March 27, 2014

With respect to increasing bank capital we need banks and regulators to be partners, not enemies.

Sir I refer to Gina Chon and Camilla Hall’s “Fed looks beyond bank’s financial targets” March 27.

As a result of regulators falling for the risk-weights’ trick, banks are now, ate least when compared to pre-Basel Committee history, dramatically undercapitalized. It behooves everyone in the economy to see that capital increased substantially so that bank credit is not unduly blocked.

I have no idea of what the Fed saw in Citibank when performing its stress testing and that caused it to reject its capital plan for dividends and share buybacks, but I do know that if the word “punishment” describes it appropriately, the Fed is on the wrong track.

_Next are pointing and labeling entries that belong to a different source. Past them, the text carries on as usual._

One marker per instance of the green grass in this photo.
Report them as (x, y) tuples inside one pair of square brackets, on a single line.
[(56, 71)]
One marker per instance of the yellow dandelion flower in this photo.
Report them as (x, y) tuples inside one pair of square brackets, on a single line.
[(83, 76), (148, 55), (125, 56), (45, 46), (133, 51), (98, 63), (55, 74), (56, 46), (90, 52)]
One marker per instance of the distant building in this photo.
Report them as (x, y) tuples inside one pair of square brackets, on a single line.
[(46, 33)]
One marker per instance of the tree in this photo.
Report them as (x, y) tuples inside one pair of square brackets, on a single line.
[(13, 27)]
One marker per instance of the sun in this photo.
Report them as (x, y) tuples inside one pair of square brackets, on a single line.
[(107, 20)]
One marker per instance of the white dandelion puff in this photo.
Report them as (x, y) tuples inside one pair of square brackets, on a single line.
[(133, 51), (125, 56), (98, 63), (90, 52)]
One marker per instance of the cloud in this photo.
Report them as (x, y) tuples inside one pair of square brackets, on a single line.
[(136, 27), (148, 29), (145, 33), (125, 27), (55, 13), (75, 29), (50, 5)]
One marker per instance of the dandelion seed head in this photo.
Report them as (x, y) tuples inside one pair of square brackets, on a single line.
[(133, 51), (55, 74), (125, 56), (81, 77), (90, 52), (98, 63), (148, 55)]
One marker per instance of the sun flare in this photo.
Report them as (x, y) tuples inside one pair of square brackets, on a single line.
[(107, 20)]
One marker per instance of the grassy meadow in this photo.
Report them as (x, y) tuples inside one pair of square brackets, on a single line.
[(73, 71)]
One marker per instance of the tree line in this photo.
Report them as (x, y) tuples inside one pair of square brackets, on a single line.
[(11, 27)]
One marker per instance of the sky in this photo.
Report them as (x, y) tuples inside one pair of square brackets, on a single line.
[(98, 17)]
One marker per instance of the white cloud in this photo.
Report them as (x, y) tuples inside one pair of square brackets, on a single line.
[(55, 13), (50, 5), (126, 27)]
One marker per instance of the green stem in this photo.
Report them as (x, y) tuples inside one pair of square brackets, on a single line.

If the real economy is going to get out of this mess… and it is a mess… the Fed and the banks must be partners in finding lots of new bank capital in a credible way. And bank capital will not be raised sufficiently by mistreating the shareholders of banks… nor by fooling some investors into buying Coco bonds, suspecting the probabilities for these to be converted, are knowingly underrepresented.

In fact the Fed and other regulatory authorities must tread on the issue of Coco bonds with extreme care, less they also be liable for withholding information and misrepresentation. And for this I refer to “Flurry of Coco bonds sends yields tumbling” by Christopher Thompson.

If I buy a Coco today and become converted into a bank shareholder three years from now I guess I cannot complain... but what if that happens three weeks from now?